[llvm-dev] Question about METADATA_BLOCKs in bitcode

Tue Oct 20 16:51:23 PDT 2015

> On 2015-Oct-20, at 16:02, Teresa Johnson <tejohnson at google.com> wrote:
> 
> I have a question about module-level METADATA_BLOCKs in the bitcode.
> There are currently two blocks with the METADATA_BLOCK id at module
> scope. The first has the module-level metadata values (consisting of
> some combination of METADATA_* record codes except for METADATA_KIND).
> The second consists only of METADATA_KIND records. The latter is used
> only in the METADATA_ATTACHMENT block within function blocks (for
> metadata attached to instructions).
> 
> For ThinLTO we want to delay the parsing of module level metadata
> until all functions have been imported from that module (there is some
> bookkeeping used to suture it up when we read it during a post-pass).
> However, I do need the METADATA_KIND records since that is used when
> parsing the function body being imported. In my ThinLTO prototype I
> was simply skipping the first METADATA_BLOCK and always parsing the
> second, since I knew from inspecting the BitcodeWriter that the second
> was the one with the METADATA_KIND records.
> 
> When working on the implementation of this handling for the upstream
> patches, I am reassessing how to do this perhaps more robustly.

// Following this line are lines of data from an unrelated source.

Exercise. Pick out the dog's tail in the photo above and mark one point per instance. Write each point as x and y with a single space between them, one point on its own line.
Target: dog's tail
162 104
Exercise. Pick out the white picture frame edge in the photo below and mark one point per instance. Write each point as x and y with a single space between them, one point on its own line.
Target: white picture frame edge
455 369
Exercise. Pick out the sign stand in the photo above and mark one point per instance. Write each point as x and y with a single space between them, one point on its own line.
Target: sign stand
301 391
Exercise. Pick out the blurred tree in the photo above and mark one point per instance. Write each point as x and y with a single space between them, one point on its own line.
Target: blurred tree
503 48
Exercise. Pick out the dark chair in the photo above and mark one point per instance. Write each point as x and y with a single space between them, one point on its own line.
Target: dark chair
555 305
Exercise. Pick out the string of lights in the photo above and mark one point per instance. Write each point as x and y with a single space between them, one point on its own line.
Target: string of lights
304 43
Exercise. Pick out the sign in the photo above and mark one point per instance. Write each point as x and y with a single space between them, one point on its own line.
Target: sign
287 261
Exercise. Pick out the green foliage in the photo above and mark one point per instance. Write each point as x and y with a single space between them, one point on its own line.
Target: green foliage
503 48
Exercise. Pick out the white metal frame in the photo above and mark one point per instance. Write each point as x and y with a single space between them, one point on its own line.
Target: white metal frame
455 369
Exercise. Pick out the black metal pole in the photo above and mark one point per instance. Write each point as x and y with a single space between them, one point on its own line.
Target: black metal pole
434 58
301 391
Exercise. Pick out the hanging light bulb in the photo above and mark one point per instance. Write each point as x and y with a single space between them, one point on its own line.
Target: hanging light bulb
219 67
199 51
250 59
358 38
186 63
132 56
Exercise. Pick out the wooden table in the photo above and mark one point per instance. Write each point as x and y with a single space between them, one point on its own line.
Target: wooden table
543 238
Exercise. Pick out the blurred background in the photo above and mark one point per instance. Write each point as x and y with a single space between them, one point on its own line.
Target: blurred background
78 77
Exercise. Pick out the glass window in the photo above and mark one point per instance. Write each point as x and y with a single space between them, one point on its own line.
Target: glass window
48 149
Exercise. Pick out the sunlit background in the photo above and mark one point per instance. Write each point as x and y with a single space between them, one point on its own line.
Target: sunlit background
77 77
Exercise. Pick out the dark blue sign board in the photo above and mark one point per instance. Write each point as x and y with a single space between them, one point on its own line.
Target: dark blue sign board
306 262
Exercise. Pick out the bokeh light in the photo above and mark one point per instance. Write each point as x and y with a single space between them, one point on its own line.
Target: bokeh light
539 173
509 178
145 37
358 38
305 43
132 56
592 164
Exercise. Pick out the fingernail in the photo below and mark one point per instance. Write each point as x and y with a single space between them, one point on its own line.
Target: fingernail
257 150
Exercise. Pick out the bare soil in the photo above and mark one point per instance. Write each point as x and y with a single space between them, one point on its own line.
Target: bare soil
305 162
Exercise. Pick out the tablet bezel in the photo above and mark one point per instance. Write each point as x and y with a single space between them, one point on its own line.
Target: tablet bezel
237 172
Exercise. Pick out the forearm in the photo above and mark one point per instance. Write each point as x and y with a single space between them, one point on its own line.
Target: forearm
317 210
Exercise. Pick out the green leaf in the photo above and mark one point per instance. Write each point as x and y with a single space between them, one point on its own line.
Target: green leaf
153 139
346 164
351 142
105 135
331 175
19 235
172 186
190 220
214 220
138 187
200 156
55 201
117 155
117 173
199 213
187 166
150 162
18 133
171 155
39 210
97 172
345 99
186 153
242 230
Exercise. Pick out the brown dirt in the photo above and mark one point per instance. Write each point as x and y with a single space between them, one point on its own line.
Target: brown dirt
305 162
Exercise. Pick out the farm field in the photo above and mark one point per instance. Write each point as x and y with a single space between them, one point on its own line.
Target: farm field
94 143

A few
> options:
> 
> 1) Should the two module-level blocks use different block ids since
> they hold different types of records? I.e. a METADATA_BLOCK_ID
> (holding the actual metadata) and a new METADATA_KIND_BLOCK_ID (for
> the metadata kind records). That way it is more obvious what the two
> separate blocks are for and it is also much more trivial to identify
> and skip just the former.

This SGTM.  The other options sound fragile (not generally correct).

Note that the reader will still have to understand the old schema.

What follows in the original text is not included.